Organisasi-organisasi ini tidak tampak represif. Mereka hadir dengan wajah ramah, jargon nasionalis, dan janji perubahan.

Namun di balik itu, mereka bekerja sistematis untuk meredam, menjinakkan, dan mengalihkan energi perlawanan menjadi partisipasi semu dalam sistem yang menindas.

Mereka adalah vaksin ideologis yang tidak membunuh revolusi secara frontal. Melainkan menyuntikkan ilusi kompromi ke dalam tubuh gerakan.

Dalam teori Marxisme, negara bukanlah entitas netral, melainkan alat dominasi kelas penguasa atas kelas tertindas. Dalam konteks kolonialisme internal seperti di Papua, negara berfungsi sebagai agen kapitalisme dan imperialisme yang melanggengkan kekuasaan pusat atas wilayah koloni.

Louis Althusser menyebut ini sebagai bagian dari “aparatus ideologis negara”, yang berfungsi melalui lembaga-lembaga pendidikan, media, agama, dan organisasi sosial, termasuk organisasi pemuda binaan negara.
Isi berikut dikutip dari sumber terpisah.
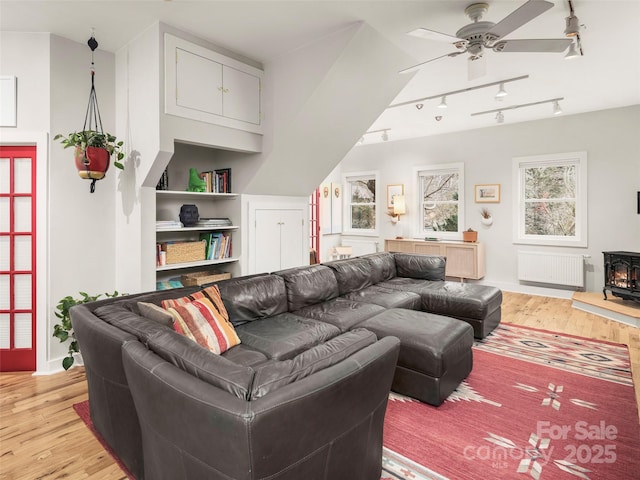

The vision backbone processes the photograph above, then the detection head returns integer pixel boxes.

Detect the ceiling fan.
[401,0,572,79]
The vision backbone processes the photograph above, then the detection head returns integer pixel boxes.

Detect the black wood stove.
[603,251,640,303]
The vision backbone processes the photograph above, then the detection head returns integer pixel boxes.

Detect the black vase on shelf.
[179,204,199,227]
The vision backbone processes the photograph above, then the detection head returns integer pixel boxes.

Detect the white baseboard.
[476,280,576,299]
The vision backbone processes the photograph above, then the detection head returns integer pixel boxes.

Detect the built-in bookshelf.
[155,190,239,284]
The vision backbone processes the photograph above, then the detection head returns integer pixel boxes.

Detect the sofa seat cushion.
[221,344,269,367]
[342,285,421,310]
[250,329,377,399]
[215,274,288,326]
[146,329,254,400]
[294,298,386,332]
[323,257,373,295]
[274,265,339,311]
[235,313,340,360]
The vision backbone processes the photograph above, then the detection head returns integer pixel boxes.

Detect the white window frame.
[414,163,465,240]
[513,151,588,247]
[342,171,379,236]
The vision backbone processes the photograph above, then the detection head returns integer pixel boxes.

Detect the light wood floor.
[1,292,639,480]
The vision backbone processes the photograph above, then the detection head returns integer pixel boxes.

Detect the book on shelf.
[156,220,183,230]
[199,231,232,260]
[198,168,231,194]
[156,168,169,190]
[195,217,232,227]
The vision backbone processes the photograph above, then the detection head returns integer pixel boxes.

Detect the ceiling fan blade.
[486,0,554,41]
[399,51,464,74]
[494,38,573,53]
[407,28,466,44]
[468,55,486,81]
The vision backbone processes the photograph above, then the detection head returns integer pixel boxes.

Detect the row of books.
[200,232,232,260]
[200,168,232,193]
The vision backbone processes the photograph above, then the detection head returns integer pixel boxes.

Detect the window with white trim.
[343,172,377,234]
[417,163,464,238]
[513,152,587,246]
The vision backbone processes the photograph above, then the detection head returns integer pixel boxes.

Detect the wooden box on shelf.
[161,240,206,265]
[181,271,232,287]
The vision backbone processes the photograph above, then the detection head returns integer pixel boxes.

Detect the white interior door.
[254,209,283,274]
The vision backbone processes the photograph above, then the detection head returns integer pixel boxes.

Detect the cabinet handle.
[223,88,230,94]
[217,86,223,92]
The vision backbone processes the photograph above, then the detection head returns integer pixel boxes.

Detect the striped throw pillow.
[162,287,240,354]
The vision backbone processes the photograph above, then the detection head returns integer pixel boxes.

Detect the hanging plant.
[54,34,125,193]
[54,130,124,178]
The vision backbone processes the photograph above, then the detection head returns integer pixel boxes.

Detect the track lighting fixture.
[471,97,565,119]
[495,83,508,101]
[381,130,389,141]
[553,101,563,115]
[388,75,528,110]
[359,128,391,144]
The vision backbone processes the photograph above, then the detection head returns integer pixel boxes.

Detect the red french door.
[0,146,37,372]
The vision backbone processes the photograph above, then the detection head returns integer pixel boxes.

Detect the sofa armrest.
[393,253,446,281]
[122,336,400,480]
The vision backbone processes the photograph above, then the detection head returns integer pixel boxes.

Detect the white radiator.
[517,251,586,287]
[341,239,380,256]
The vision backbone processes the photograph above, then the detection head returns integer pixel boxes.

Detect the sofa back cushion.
[362,252,397,284]
[324,257,373,295]
[394,253,446,281]
[215,274,288,326]
[250,329,377,399]
[146,329,255,400]
[274,265,339,311]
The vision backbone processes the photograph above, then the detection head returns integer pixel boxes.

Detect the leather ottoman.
[359,308,473,406]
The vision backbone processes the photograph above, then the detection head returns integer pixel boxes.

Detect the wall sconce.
[391,195,406,239]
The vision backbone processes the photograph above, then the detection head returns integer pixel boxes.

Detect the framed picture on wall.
[387,184,404,208]
[475,184,500,203]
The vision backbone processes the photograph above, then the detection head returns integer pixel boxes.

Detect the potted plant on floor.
[52,290,124,370]
[54,130,125,181]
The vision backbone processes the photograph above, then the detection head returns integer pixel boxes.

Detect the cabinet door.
[385,240,414,253]
[443,245,477,279]
[254,210,283,274]
[223,66,260,125]
[176,48,223,116]
[279,210,304,270]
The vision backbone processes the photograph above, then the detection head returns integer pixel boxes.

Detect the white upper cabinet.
[165,34,263,134]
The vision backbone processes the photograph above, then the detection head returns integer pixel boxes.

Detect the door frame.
[1,132,49,373]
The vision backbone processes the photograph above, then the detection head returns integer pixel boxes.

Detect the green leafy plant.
[52,291,124,370]
[54,130,125,170]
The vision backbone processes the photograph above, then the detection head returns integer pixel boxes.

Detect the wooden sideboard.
[385,239,486,281]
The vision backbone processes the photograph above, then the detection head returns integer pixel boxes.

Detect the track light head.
[495,111,504,124]
[565,41,579,59]
[553,101,563,115]
[495,82,507,101]
[564,14,580,37]
[381,130,389,141]
[437,96,448,109]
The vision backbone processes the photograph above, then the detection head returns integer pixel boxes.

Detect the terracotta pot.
[462,231,478,242]
[75,146,110,180]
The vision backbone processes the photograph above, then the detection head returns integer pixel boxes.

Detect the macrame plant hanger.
[84,33,103,193]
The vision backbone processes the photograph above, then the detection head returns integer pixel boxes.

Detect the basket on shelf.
[161,240,206,264]
[181,270,232,287]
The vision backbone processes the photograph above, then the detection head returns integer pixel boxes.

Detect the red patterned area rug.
[381,323,640,480]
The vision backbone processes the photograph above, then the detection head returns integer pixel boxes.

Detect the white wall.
[0,33,118,372]
[338,105,640,294]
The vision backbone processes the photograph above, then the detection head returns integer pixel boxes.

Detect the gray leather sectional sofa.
[71,252,501,480]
Organisasi kontra-revolusioner adalah bagian dari aparatus ini. Dengan retorika “persatuan nasional”, “pemuda produktif”, “generasi emas”, dan “pembangunan damai”, mereka mengaburkan akar konflik: penindasan struktural, eksploitasi kapitalisme global, dan pengingkaran hak kemerdekaan.
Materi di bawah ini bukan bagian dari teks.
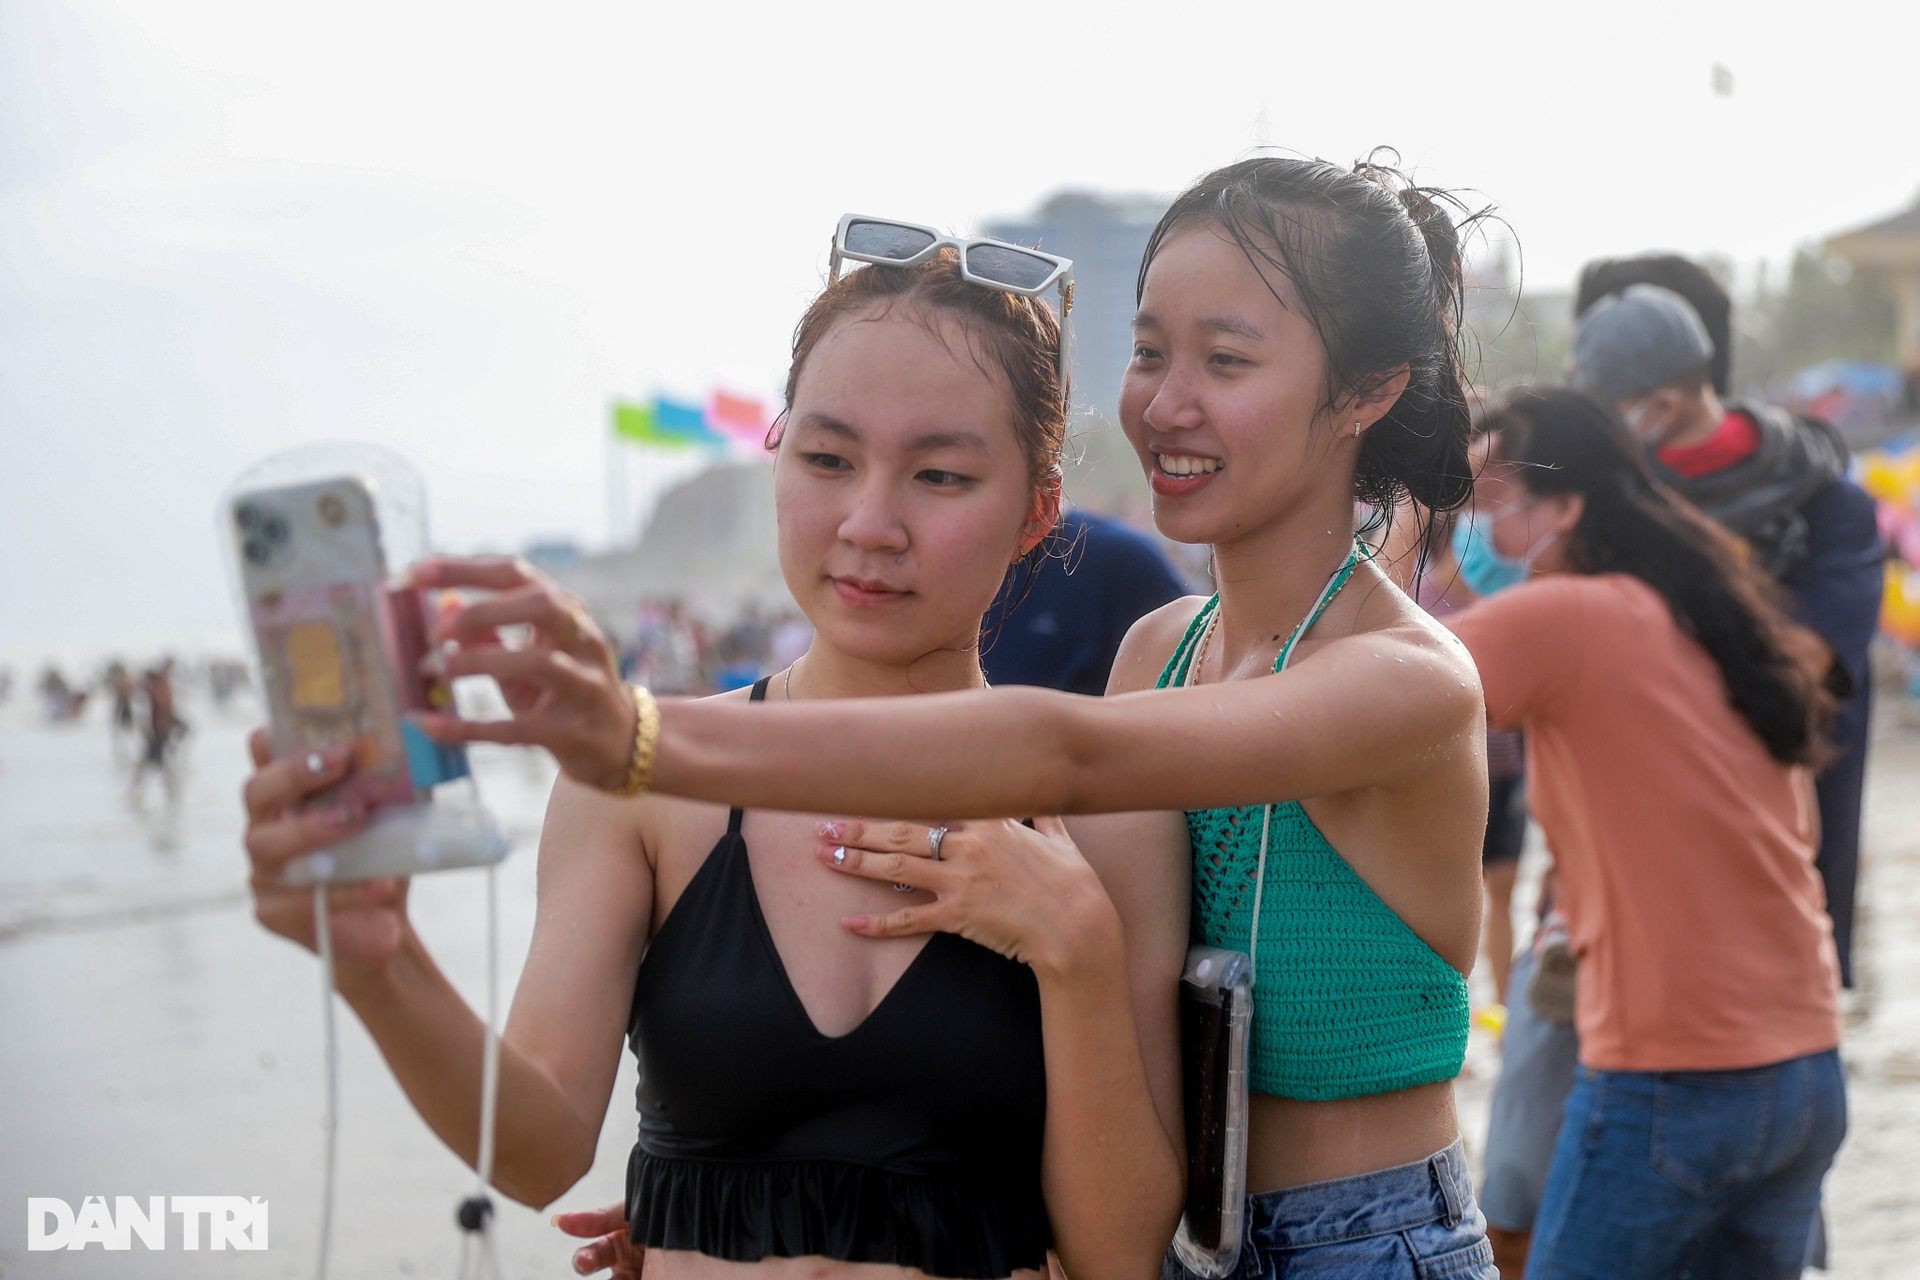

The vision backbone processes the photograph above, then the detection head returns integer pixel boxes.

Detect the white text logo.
[27,1196,269,1250]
Mereka menciptakan narasi bahwa perubahan bisa dicapai dari dalam sistem kolonial. Padahal sistem itu sendirilah sumber persoalan.

Pengalaman sejarah membuktikan, kontra-revolusi tidak selalu datang dalam bentuk militeristik. Di Amerika Latin misalnya, rezim-rezim otoriter dan imperialisme AS banyak menggunakan LSM, gereja, dan lembaga sosial sebagai alat kooptasi.
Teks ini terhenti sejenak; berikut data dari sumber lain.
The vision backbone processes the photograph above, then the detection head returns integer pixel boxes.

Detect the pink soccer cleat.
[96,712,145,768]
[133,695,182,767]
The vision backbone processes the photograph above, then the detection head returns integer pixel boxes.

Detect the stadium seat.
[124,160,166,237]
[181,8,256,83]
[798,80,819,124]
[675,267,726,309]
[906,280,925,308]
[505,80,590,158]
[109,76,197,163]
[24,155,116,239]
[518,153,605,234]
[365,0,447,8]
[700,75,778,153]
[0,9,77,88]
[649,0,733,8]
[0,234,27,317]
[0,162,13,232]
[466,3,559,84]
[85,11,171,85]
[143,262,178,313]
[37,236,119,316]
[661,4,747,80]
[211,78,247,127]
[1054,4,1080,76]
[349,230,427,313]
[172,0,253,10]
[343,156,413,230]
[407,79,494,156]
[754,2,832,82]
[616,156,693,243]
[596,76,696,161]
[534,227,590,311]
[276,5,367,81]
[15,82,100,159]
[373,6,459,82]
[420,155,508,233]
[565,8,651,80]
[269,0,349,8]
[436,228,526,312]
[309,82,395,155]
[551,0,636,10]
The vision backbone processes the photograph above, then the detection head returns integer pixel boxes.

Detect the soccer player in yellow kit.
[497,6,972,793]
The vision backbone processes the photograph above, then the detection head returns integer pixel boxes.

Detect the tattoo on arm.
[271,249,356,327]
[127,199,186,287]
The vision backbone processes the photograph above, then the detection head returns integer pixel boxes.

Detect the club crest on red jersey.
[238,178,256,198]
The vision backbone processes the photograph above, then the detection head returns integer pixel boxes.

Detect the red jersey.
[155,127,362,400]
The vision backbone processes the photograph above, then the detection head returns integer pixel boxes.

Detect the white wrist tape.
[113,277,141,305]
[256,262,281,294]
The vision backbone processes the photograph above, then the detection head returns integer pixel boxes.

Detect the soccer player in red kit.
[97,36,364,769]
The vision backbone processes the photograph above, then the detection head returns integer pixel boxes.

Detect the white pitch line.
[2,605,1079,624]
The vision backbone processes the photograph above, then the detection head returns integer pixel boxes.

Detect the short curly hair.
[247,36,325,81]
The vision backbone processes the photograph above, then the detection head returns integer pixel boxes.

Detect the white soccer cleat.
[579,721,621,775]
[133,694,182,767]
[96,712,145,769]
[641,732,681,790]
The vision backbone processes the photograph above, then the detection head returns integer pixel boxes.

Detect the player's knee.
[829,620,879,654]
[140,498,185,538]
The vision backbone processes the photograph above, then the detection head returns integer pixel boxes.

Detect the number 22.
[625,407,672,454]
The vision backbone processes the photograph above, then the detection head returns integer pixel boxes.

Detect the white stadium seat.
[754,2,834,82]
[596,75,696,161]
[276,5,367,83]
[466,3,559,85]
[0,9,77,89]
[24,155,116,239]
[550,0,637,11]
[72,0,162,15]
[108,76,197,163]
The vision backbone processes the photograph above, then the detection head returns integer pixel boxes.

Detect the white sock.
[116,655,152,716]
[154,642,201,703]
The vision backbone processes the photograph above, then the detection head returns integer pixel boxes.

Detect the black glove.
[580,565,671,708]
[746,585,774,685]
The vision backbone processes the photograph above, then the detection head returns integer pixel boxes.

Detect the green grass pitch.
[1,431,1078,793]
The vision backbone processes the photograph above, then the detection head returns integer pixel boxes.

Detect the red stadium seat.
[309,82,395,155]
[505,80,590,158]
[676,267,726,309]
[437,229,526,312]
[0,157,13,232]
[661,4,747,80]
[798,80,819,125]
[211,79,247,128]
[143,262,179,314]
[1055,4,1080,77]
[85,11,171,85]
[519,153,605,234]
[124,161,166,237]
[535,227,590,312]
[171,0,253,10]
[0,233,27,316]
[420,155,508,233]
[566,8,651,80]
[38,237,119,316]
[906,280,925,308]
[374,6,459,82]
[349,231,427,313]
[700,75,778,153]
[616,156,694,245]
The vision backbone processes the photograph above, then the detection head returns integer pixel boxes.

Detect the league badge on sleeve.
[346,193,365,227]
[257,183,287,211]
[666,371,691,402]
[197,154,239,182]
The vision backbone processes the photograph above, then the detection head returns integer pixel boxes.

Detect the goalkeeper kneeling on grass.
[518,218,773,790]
Di Aljazair selama perjuangan anti-kolonial melawan Prancis, intelektual seperti Frantz Fanon menjelaskan bagaimana elite pribumi yang dikompromikan, digunakan untuk memadamkan semangat revolusi rakyat.

Papua dan Wajah Baru Penjajahan

Sejak awal 2000-an hingga kini, kaum muda Papua telah menjadi motor utama kesadaran politik rakyat. Mereka membentuk organisasi-organisasi seperti Aliansi Mahasiswa Papua (AMP), Komite Nasional Papua Barat (KNPB), Front Rakyat Indonesia untuk West Papua (FRI-WP), FNMPP, MAI-P, SONAMAPPA, GARDA-P, Gerakan Mahasiswa Papua (GMP), beserta banyak komunitas basis lainnya yang menyuarakan hak kemerdekaan dan menolak kolonialisme.

Menghadapi arus radikalisasi politik ini, negara kolonial Indonesia tidak hanya mengandalkan aparat keamanan, tapi juga memproduksi organisasi tandingan. Misalnya, Papua Muda Inspiratif (PMI)Papua Youth Creative Hub, atau forum-forum seperti “Dialog Papua” yang didukung oleh Badan Intelijen Negara (BIN).

Program-program tersebut melibatkan elite lokal dan segelintir pemuda binaan untuk menyuarakan narasi “Papua damai” atau “Pemuda Papua mitra pemerintah” dan lain-lain. Dalam format seperti ini, kontra-revolusi hadir dalam bentuk yang lebih licik: pelatihan kepemudaan, beasiswa, pengembangan wirausaha, bahkan panggung internasional.

Semuanya dikemas untuk menciptakan generasi muda yang “produktif” tetapi jinak, “kritis” tetapi loyal terhadap sistem kolonial.

Ilusi Perubahan dalam Bingkai Penindasan

Inilah bentuk paling berbahaya dari kontra-revolusi modern: ketika musuh tidak datang dengan senjata, melainkan dengan proyek. Ketika penjajahan tidak lagi menembak, melainkan mengasuh.

Pemerintah kolonial menjinakkan gerakan perlawanan penindansan dengan kooptasi, bukan hanya dengan cara represi terbuka. Hal ini sejalan dengan strategi hegemoni ala Antonio Gramsci: dominasi tidak hanya dijaga dengan kekerasan, tetapi juga dengan konsensus palsu.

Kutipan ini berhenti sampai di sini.